Sebastian Saum fehlt es an nichts: Er ist ein gefeierter Opernsänger, verkehrt in anregender Gesellschaft und lebt sorgenfrei mit seinem besten Freund Franz im geerbten Familienanwesen. Alles könnte gut so bleiben, wie es ist, bis er eines Abends ein Vollbad nimmt und beschließt, nicht mehr aus der Wanne zu steigen. Tag um Tag vergeht, und während Franz ihn geduldig und treu bewirtet, gewinnt er nackt und allein Distanz zur Welt. Sein Leben und die Rollen, die er darin einnimmt, werden ihm fragwürdig. Er legt sie ab wie ein Kostüm, wie seine Garderobe, wie alles, was er jemals getragen hat. Und was bleibt übrig, von einem nackten Sänger ohne Publikum, von einem, der von allem immer nur verschont wurde, der immer nur Applaus gesucht hat? Ein Haufen abgetragener Kleider und Schuhe, die er im Kopf sortiert. Und die Frage, was es wert ist, aus der Wanne zu steigen und sich mit den Menschen zu verbinden.Dieses schmale Buch hat es in sich: Mit beißendem Humor und Sätzen von scharfer Eleganz singt es eine Arie auf Verletzlichkeit und Verantwortung, auf Freundschaft und Treue. Ein Kunststück!

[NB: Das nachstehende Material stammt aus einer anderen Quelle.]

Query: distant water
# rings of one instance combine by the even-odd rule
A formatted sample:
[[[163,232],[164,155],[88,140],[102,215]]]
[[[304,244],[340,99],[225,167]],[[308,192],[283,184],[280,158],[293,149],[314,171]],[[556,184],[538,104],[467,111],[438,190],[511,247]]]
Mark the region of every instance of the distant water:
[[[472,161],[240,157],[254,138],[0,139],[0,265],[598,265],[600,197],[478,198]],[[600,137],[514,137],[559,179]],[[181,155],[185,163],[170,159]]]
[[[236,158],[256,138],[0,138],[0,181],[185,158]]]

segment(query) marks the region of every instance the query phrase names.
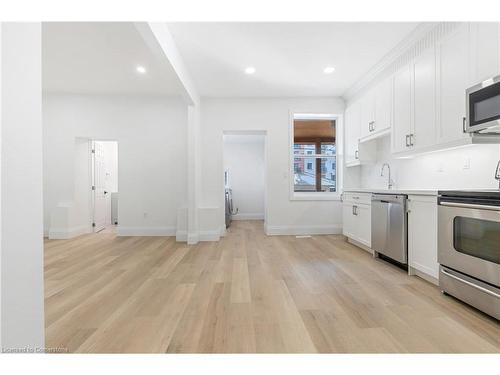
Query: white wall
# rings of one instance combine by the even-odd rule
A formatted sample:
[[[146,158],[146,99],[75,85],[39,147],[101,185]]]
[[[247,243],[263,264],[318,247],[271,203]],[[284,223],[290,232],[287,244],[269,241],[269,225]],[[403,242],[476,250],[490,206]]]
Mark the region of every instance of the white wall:
[[[203,99],[200,231],[224,228],[223,132],[267,132],[267,230],[271,234],[335,233],[342,226],[340,201],[291,201],[290,111],[342,114],[338,98]],[[217,227],[218,224],[218,227]]]
[[[75,139],[118,141],[119,234],[174,235],[186,206],[187,107],[159,96],[43,96],[44,222],[73,202]]]
[[[224,169],[229,171],[235,220],[264,219],[264,136],[225,135]]]
[[[41,25],[1,24],[1,344],[43,348]]]
[[[399,189],[498,187],[494,173],[500,160],[500,145],[471,145],[412,159],[394,159],[390,154],[390,138],[377,142],[376,164],[360,169],[361,187],[387,187],[387,177],[380,177],[380,169],[385,162],[390,164],[395,188]]]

Eine Entdeckung! Elke Heidenreich
Perlentaucher-Notiz zur F.A.Z.-Rezension
Rezensentin Karoline Heinzl überrascht das Setting von Tine Melzers zweitem Roman. Die Weltflucht eines Baritons ist das Thema, das die Autorin in ihrem Buch verhandelt. Das ist skurril und zugleich komisch zu lesen, findet Heinzl. Dass sich der von einem Faktotum versorgte Protagonist immer wieder in die Badewanne als Schutzort und Schlafstatt zurückzieht, ist nur eine der Seltsamkeiten, die die Hauptfigur umgeben, erklärt Heinzl. Nebenher ensteht das Bild eines Opernkünstlers, meint sie. Stilistisch überzeugt der Text sie mit Präzision und Rhythmus. Nur manchmal ufern die Details allzu sehr aus, so Heinzl.